Bioactive prosthesis interface compositing variable-stiffness hydrogels regulates stem cells fates to facilitate osseointegration through mechanotransduction

Abstract

Fluid hydrogel is proper to be incorporated with rigid porous prosthesis interface, acting as a soft carrier to support cells and therapeutic factors, to enhance osseointegration.
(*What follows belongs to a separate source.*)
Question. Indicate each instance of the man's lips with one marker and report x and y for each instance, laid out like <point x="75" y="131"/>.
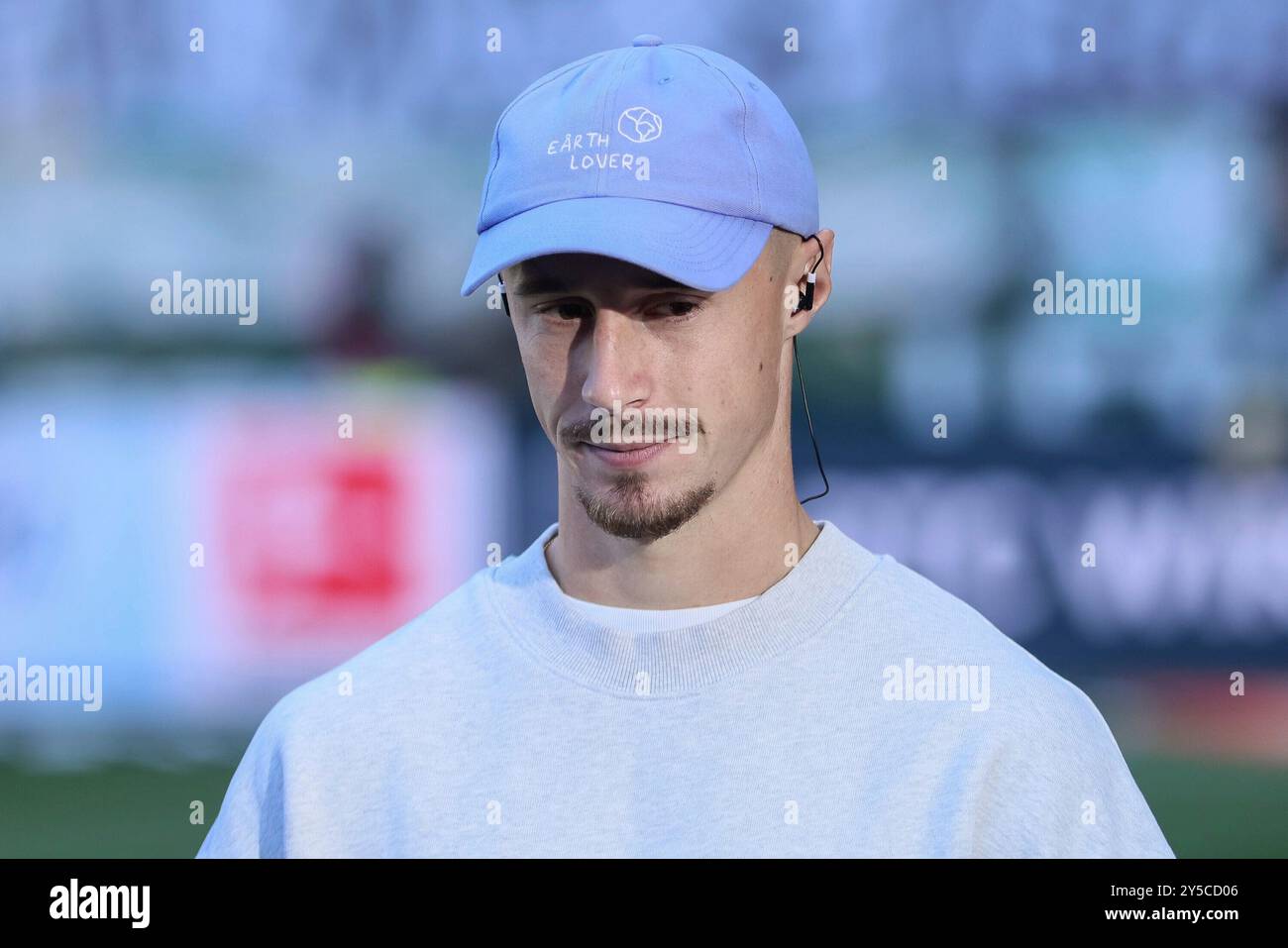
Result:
<point x="618" y="455"/>
<point x="630" y="446"/>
In the previous study, we innovatively utilized self-healing supramolecular hydrogel as 3D cell culture platform to incorporate with 3D printed porous titanium alloy scaffold, constructing a novel bioactive interface. However, the concrete relationship and mechanism of hydrogel stiffness influencing cellular behaviors of bone marrow mesenchymal stem cells (BMSCs) within the interface are still inconclusive. Herein, we synthesized a series of supramolecular hydrogels with variable stiffness as extracellular matrix (ECM) to enhance the osseointegration of 3D printed prosthesis interface. BMSCs exposed to stiff hydrogel received massive environmental mechanical stimulations, subsequently transducing biophysical cues into biochemical signal through mechanotransduction process. The mRNA-sequencing analysis revealed that the activated FAK-MAPK pathway played significant roles in promoting osteogenic differentiation, thus contributing to a strong osseointegration. Our work preliminarily demonstrated the relationship of ECM stiffness and osteogenic differentiation trend of BMSCs, and optimized stiffness of hydrogel within a certain range benefitting for osteogenic differentiation and prosthesis interface osseointegration, providing a valuable insight into the development of orthopaedic implants equipped with osteogenic mechanotransduction ability.